July 21st, 2010 · Uncategorized

A mass marketer needs to reach the masses, and to do it in many ways, simultaneously. The mass marketer needs retail outlets and fliers and a website and public relations and tv ads and more more more and then... bam... critical mass is reached and success occurs.

Best Buy is a mass marketer, but so are Microsoft and the Red Cross. Ubiquity, once achieved, brings them revenue, which advances the cycle and they reach scale.

The direct marketer, on the other hand, must get it right in the small. That pitch letter can be tested on 100 houses and if it gets a 2% response rate, then it can be mailed to 100,000 houses with confidence. That business-to-business sales pitch can be honed on one or two or three prospects, and then when it works, can be taught to dozens or hundreds of other salespeople.

The key distinction is when you know it's going to work. The mass marketer doesn't know until the end. The direct marketer knows in the beginning.

The mass marketer is betting on thousands of tiny cues, little clues, and unrecorded (but vital) conversations. The direct marketer is measuring conversion rates from the first day.

That's the reason we often default to acting like mass marketers. We're putting off the day of reckoning, betting on the miracle around the corner, spending our time and energy on the early steps without the downside of admitting failure to the boss.

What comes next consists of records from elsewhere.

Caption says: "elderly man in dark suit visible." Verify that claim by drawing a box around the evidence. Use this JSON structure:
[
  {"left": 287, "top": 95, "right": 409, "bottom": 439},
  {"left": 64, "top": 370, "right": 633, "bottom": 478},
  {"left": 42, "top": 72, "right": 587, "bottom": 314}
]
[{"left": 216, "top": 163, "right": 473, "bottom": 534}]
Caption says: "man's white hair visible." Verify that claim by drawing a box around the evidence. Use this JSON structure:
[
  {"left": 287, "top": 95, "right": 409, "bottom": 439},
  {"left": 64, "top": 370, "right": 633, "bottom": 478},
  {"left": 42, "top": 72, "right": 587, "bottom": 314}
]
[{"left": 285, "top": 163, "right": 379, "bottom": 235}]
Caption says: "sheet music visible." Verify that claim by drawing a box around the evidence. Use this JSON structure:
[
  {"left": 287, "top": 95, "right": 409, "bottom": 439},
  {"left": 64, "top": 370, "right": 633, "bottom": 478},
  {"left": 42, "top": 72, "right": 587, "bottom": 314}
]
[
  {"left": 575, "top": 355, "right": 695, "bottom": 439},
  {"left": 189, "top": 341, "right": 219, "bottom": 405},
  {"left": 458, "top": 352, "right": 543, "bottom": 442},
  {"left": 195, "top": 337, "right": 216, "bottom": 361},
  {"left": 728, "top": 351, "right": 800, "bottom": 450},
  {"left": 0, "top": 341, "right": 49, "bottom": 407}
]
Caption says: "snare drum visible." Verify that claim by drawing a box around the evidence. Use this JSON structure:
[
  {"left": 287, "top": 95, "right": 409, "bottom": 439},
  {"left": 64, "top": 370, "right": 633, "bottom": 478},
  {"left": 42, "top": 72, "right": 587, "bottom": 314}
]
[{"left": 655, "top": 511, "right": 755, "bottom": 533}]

Of course, just because it's our default doesn't mean it's right. Business to business marketing is almost always better if you treat it like direct marketing. Most websites that do conversion as well. Same with non-profit fundraising. As well as marketing goods and services to the bottom of the pyramid, people who live in villages where mass media and mass distribution are difficult and have little impact.

Get it right for ten people before you rush around scaling up to a thousand. It's far less romantic than spending money at the start, but it's the reliable, proven way to get to scale if you care enough to do the work.